La familia de la menor de 14 años asesinada en Córdoba aportó la prueba a la investigación judicial. En el marco de la movilización de Ni Una Menos, reclamaron la detención de presuntos cómplices y hubo nuevos allanamientos.
Un giro emotivo y clave para la causa se conoció en medio del reclamo de justicia por el femicidio de Agostina Vega, la adolescente de 14 años asesinada en la capital cordobesa. Su familia, que participó este miércoles de la marcha central de Ni Una Menos, confirmó el hallazgo de un manuscrito oculto donde la víctima dejó asentada su "última voluntad" y detalles de su historia de vida.

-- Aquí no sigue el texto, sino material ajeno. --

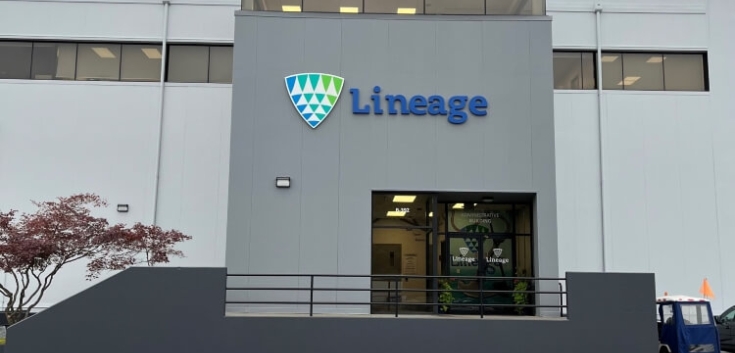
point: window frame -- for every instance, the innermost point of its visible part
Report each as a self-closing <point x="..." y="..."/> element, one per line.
<point x="702" y="53"/>
<point x="122" y="44"/>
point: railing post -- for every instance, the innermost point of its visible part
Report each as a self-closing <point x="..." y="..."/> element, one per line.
<point x="561" y="300"/>
<point x="397" y="281"/>
<point x="311" y="296"/>
<point x="482" y="301"/>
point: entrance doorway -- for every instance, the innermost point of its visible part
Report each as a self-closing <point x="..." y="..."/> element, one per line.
<point x="487" y="256"/>
<point x="459" y="235"/>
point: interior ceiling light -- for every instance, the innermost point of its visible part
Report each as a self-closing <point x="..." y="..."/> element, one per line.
<point x="404" y="198"/>
<point x="151" y="53"/>
<point x="655" y="59"/>
<point x="291" y="8"/>
<point x="103" y="52"/>
<point x="609" y="58"/>
<point x="629" y="80"/>
<point x="396" y="213"/>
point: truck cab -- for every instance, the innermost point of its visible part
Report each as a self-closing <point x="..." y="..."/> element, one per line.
<point x="686" y="324"/>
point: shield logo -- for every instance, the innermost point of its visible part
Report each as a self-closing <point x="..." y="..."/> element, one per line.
<point x="314" y="95"/>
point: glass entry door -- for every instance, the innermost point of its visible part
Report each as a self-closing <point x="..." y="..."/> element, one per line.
<point x="479" y="255"/>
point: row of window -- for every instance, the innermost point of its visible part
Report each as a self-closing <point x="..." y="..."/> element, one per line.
<point x="631" y="71"/>
<point x="404" y="7"/>
<point x="115" y="62"/>
<point x="213" y="64"/>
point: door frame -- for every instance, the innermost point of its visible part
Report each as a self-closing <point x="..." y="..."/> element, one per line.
<point x="482" y="261"/>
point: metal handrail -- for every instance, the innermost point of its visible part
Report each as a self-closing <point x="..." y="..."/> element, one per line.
<point x="398" y="279"/>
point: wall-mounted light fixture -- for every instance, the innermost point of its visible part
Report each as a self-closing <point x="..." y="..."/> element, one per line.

Elizabeth Heredia, abuela de la joven, relató que el descubrimiento ocurrió por la mañana mientras revisaban las pertenencias de Agostina. El escrito se encontraba resguardado en un cajón de ropa interior. Aunque por motivos legales no se difundió el contenido textual, la mujer manifestó que allí su nieta describía "todo lo que ella venía viviendo" y padecimientos desde su infancia. El documento ya fue entregado formalmente a las autoridades judiciales.

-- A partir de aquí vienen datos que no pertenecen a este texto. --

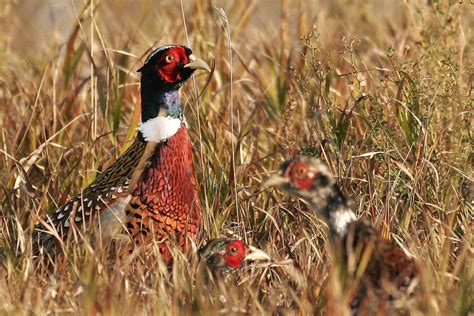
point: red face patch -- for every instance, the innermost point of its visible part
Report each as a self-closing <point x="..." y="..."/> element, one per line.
<point x="235" y="253"/>
<point x="170" y="62"/>
<point x="301" y="175"/>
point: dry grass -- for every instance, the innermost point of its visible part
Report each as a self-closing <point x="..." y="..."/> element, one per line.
<point x="381" y="90"/>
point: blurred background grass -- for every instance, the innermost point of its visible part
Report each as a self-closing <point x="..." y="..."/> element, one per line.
<point x="381" y="90"/>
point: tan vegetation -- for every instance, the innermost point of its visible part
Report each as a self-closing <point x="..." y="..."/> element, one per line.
<point x="380" y="90"/>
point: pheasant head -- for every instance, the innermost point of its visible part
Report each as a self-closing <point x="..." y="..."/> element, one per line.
<point x="223" y="255"/>
<point x="165" y="70"/>
<point x="311" y="180"/>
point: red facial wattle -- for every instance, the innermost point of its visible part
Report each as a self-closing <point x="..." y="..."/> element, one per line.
<point x="234" y="260"/>
<point x="171" y="71"/>
<point x="300" y="175"/>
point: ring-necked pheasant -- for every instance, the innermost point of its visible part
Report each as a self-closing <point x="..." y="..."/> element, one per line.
<point x="223" y="255"/>
<point x="378" y="265"/>
<point x="151" y="190"/>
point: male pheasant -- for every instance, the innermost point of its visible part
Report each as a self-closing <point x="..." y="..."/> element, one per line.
<point x="223" y="255"/>
<point x="151" y="190"/>
<point x="381" y="267"/>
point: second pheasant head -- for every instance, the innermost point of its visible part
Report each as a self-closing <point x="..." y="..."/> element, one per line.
<point x="311" y="180"/>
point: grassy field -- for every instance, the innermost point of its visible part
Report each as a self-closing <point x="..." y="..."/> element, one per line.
<point x="380" y="90"/>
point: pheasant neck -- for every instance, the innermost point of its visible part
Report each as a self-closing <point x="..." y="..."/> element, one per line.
<point x="335" y="210"/>
<point x="161" y="113"/>
<point x="156" y="100"/>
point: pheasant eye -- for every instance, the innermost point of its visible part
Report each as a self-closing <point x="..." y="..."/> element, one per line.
<point x="169" y="58"/>
<point x="300" y="172"/>
<point x="233" y="250"/>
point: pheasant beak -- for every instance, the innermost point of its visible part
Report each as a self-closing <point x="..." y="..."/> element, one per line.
<point x="196" y="63"/>
<point x="255" y="254"/>
<point x="275" y="180"/>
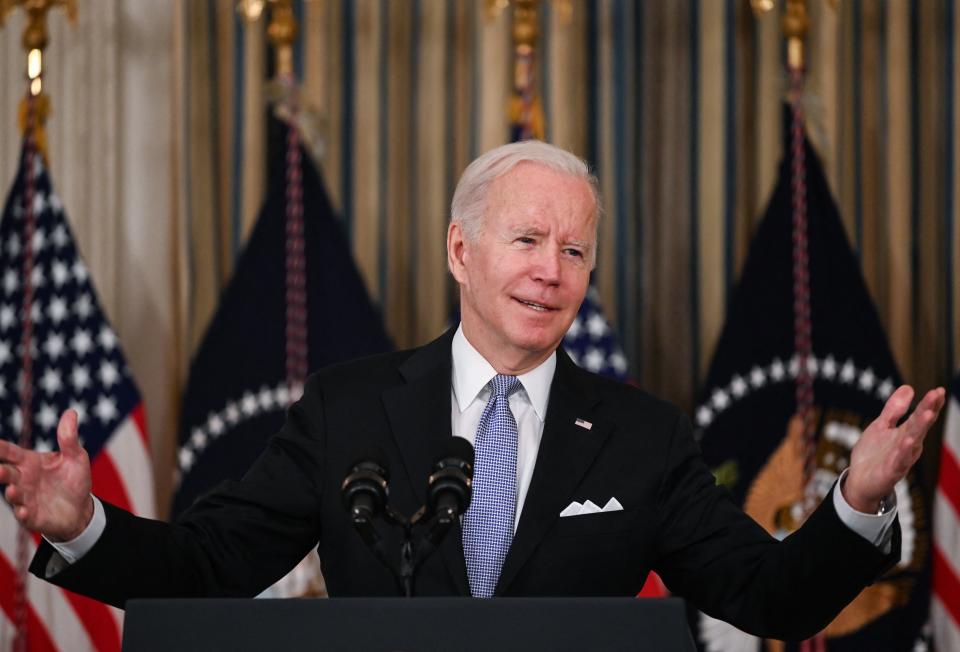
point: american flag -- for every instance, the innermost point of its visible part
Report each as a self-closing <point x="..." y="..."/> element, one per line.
<point x="591" y="342"/>
<point x="76" y="363"/>
<point x="945" y="606"/>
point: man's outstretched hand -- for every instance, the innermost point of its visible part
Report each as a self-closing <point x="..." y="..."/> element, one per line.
<point x="885" y="452"/>
<point x="50" y="492"/>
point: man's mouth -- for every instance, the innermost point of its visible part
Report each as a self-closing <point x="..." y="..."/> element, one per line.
<point x="536" y="306"/>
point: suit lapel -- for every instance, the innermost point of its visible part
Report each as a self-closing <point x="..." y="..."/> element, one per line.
<point x="419" y="415"/>
<point x="566" y="452"/>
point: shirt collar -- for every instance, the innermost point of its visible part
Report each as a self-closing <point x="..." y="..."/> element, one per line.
<point x="472" y="372"/>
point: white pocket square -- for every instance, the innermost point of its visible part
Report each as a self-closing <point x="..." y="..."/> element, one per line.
<point x="590" y="507"/>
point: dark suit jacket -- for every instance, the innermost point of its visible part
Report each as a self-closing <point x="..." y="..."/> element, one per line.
<point x="247" y="534"/>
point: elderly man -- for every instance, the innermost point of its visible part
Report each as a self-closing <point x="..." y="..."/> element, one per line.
<point x="521" y="244"/>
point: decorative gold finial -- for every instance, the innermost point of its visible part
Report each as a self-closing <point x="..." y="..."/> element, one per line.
<point x="35" y="107"/>
<point x="795" y="28"/>
<point x="282" y="30"/>
<point x="796" y="25"/>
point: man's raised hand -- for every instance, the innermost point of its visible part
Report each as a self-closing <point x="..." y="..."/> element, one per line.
<point x="50" y="492"/>
<point x="885" y="451"/>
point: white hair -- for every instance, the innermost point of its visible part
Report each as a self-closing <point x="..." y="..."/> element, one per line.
<point x="470" y="198"/>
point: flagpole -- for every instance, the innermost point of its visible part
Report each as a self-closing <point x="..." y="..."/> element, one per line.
<point x="795" y="28"/>
<point x="34" y="109"/>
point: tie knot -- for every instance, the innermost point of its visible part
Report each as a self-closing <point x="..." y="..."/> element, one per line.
<point x="504" y="385"/>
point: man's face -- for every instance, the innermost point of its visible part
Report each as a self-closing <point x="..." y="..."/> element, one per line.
<point x="523" y="279"/>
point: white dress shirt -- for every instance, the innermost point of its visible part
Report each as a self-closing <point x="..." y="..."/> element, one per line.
<point x="468" y="397"/>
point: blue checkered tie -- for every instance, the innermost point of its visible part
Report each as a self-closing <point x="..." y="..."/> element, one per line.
<point x="488" y="524"/>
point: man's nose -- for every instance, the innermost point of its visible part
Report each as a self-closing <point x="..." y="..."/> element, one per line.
<point x="547" y="267"/>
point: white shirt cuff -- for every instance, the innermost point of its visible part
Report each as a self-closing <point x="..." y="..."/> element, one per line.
<point x="73" y="550"/>
<point x="875" y="528"/>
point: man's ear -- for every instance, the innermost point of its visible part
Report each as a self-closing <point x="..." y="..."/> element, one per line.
<point x="456" y="251"/>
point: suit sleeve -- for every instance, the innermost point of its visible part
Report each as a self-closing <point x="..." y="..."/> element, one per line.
<point x="723" y="562"/>
<point x="234" y="542"/>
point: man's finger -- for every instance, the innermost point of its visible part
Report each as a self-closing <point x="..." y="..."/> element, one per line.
<point x="896" y="406"/>
<point x="9" y="474"/>
<point x="10" y="452"/>
<point x="925" y="414"/>
<point x="13" y="495"/>
<point x="67" y="435"/>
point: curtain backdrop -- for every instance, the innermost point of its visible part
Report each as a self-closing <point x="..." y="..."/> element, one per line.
<point x="158" y="147"/>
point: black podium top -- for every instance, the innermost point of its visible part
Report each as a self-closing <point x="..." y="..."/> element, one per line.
<point x="408" y="625"/>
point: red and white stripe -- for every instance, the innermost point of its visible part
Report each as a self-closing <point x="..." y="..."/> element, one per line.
<point x="58" y="619"/>
<point x="945" y="605"/>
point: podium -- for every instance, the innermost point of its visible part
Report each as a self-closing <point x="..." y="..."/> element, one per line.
<point x="408" y="625"/>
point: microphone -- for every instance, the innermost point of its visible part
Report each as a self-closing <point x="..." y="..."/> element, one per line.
<point x="449" y="486"/>
<point x="364" y="492"/>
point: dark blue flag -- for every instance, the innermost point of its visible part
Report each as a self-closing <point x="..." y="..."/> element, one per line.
<point x="746" y="411"/>
<point x="237" y="392"/>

Críticas a la investigación y sospechas de complicidad
Durante la movilización, Heredia cuestionó severamente los primeros tramos de la búsqueda tras la denuncia por desaparición, señalando que las tareas cobraron real importancia recién a partir del martes, cuando el fiscal Raúl Garzón tomó las riendas del expediente. "Que la encontraran ese mismo día en la dirección que nosotros dimos hubiera sido distinto", recriminó la mujer, considerando el retraso como una "tortura" para la familia.
Al ser consultada sobre por qué Claudio Barrelier —el único detenido y principal sospechoso— no fue investigado desde el inicio, la abuela denunció que el hombre plantó pistas falsas para desviar la atención hacia un joven llamado Franco, inventando que Agostina le había pedido que la trasladara hacia la vivienda de este último.

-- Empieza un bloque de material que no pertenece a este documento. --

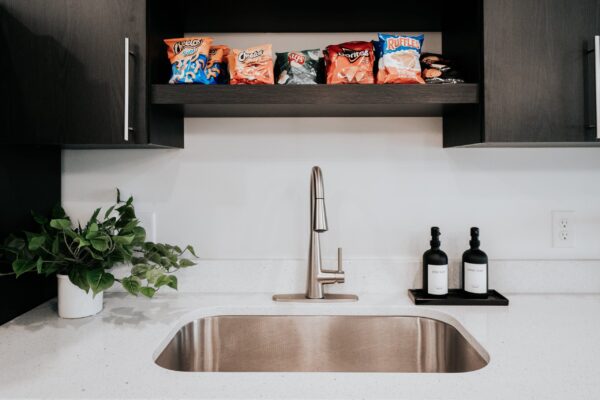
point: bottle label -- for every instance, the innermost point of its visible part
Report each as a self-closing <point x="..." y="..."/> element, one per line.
<point x="475" y="278"/>
<point x="437" y="279"/>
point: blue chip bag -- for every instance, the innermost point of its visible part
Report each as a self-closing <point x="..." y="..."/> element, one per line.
<point x="399" y="59"/>
<point x="189" y="58"/>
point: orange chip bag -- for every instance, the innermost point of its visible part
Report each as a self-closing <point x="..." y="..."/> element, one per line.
<point x="253" y="66"/>
<point x="350" y="62"/>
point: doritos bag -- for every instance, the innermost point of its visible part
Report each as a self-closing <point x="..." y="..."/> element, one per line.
<point x="399" y="62"/>
<point x="188" y="57"/>
<point x="251" y="66"/>
<point x="350" y="62"/>
<point x="217" y="65"/>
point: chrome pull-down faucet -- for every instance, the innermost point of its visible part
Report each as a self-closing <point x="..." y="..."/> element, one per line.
<point x="317" y="275"/>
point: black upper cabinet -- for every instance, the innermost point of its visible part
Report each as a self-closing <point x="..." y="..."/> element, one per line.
<point x="538" y="76"/>
<point x="70" y="60"/>
<point x="538" y="73"/>
<point x="530" y="78"/>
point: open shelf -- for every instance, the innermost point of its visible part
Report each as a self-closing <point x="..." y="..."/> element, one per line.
<point x="313" y="100"/>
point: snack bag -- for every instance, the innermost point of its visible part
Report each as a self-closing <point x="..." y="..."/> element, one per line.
<point x="399" y="61"/>
<point x="350" y="62"/>
<point x="437" y="69"/>
<point x="216" y="64"/>
<point x="298" y="67"/>
<point x="188" y="58"/>
<point x="251" y="66"/>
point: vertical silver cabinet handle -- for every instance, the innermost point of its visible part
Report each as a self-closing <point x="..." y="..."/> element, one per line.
<point x="126" y="126"/>
<point x="597" y="76"/>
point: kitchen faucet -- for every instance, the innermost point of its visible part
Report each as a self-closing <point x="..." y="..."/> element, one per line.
<point x="317" y="276"/>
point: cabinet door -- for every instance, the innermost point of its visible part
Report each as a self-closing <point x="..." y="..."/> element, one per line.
<point x="67" y="62"/>
<point x="539" y="79"/>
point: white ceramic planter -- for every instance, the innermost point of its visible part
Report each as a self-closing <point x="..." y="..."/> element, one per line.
<point x="74" y="302"/>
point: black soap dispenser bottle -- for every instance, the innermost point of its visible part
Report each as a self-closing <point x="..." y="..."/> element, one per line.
<point x="435" y="267"/>
<point x="475" y="269"/>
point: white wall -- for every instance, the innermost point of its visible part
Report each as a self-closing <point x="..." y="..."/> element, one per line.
<point x="240" y="189"/>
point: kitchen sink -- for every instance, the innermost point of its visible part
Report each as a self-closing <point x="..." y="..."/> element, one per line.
<point x="286" y="343"/>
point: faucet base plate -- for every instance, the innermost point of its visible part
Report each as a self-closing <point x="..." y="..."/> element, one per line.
<point x="329" y="298"/>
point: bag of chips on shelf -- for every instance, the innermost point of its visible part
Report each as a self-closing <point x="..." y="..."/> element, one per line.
<point x="298" y="67"/>
<point x="216" y="68"/>
<point x="399" y="62"/>
<point x="188" y="57"/>
<point x="251" y="66"/>
<point x="350" y="62"/>
<point x="437" y="69"/>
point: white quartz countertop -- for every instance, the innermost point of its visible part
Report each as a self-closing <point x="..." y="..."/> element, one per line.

Debido a esto, la familia exigió ampliar el círculo de arrestos:
·Apuntaron de forma directa contra la propietaria de un Ford Ka, sindicándola como presunta cómplice del crimen.
·Reclamaron que "caigan todos los que tengan que caer".
El estado de salud de la madre y la voz de la familia
Por otra parte, se conocieron detalles sobre el estado de salud de Melisa, madre de la víctima, quien se encuentra alojada en el Hospital San Roque. Si bien ya fue notificada sobre el trágico final de su hija, permanece bajo los efectos de sedantes y sin plena conciencia de la situación, atravesando un cuadro psicológico muy delicado.
En tanto, Miguel, abuelo de Agostina, enfatizó el dolor de ser "solo una familia pidiendo por una hija y una nieta que nos falta", e instó a visibilizar con la misma fuerza los reclamos de otras familias que participan de las movilizaciones desde hace más de una década sin obtener respuestas.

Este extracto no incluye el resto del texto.